In Australia, the action/adventure, which is based on the Eidos computer games, saw strong four-day returns of $2.6m (A$5.1m) from 330 screens, taking first position despite going up against UIP stable-mate Shrek, which managed $1.8m (A$3.55m) from 325 screens. The opening one-two was UIP's most successful weekend ever in Australia.

UIP also scored a double header in Spain where Tomb Raider claimed the top spot with $1.7m (PTS333.1m), off 318 screens, from UK sensation Bridget Jones's Diary, which held second place with $668,783. Tomb Raider opened in France yesterday (June 27), reaches German shores today and Norway tomorrow, where it will no doubt award UIP another double-top alongside local hit Elling.
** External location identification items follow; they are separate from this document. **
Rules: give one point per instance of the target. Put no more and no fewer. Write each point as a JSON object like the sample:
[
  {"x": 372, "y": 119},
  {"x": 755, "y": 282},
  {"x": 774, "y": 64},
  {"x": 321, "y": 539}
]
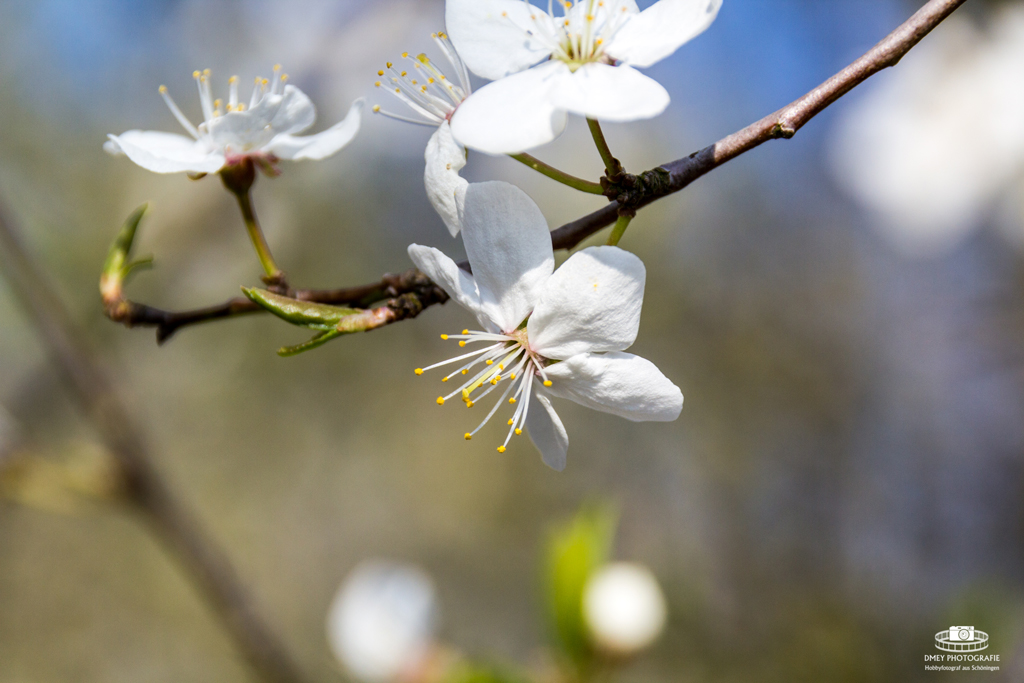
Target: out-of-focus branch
[
  {"x": 140, "y": 484},
  {"x": 629, "y": 193}
]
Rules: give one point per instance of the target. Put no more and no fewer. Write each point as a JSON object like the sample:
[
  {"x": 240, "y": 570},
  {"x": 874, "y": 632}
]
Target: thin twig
[
  {"x": 631, "y": 193},
  {"x": 141, "y": 484}
]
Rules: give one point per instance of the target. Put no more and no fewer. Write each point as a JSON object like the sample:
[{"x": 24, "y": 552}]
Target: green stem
[
  {"x": 619, "y": 229},
  {"x": 560, "y": 176},
  {"x": 256, "y": 236},
  {"x": 611, "y": 165}
]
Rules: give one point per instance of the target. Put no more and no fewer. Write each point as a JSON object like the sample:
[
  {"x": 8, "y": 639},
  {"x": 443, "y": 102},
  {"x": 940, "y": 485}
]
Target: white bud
[
  {"x": 624, "y": 607},
  {"x": 381, "y": 623}
]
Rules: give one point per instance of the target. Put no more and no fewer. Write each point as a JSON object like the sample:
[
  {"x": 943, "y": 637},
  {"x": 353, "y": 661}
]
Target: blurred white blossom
[
  {"x": 941, "y": 136},
  {"x": 544, "y": 67},
  {"x": 382, "y": 621},
  {"x": 433, "y": 97},
  {"x": 624, "y": 608},
  {"x": 263, "y": 130},
  {"x": 547, "y": 333}
]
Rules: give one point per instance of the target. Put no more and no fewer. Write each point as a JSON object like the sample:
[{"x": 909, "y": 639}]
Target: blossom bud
[
  {"x": 382, "y": 621},
  {"x": 624, "y": 608}
]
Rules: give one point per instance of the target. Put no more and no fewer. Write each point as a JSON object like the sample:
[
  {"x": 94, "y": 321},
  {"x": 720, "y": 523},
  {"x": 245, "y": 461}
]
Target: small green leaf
[
  {"x": 118, "y": 255},
  {"x": 576, "y": 551},
  {"x": 306, "y": 313}
]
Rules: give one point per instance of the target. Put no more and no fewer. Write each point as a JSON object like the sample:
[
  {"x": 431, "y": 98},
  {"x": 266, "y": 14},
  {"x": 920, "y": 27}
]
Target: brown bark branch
[
  {"x": 141, "y": 484},
  {"x": 629, "y": 193}
]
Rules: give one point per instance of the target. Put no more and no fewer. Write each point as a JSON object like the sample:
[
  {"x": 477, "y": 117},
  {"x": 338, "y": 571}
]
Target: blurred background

It opens in the UK on July 6.

Shrek also continued to add to UIP's ever increasing summer revenues, taking top chart positions over the weekend in Brazil ($861,667) and Hungary ($85,601), as well as Thailand, Slovenia and Croatia. It has already proved to be a strong summer for UIP, led by The Mummy Returns, which claimed another first place on its opening in Poland on Friday ($349,403 from 60 screens). The effects-laden adventure has taken $168.8m so far in the international market.

Still acting as the only real competition to UIP - until 20th Century Fox pushes out Tim Burton's Planet Of The Apes and Warner Bros widens Steven Spielberg's A.I. Artificial Intelligence, which starts internationally in Japan on Saturday - is Buena Vista International's Pearl Harbor. The World War II epic has taken a $93.8m international gross so far and still leads in many territories including France and Germany. It also receives releases in The Netherlands and Denmark this weekend, which should see it cross the $100m mark internationally.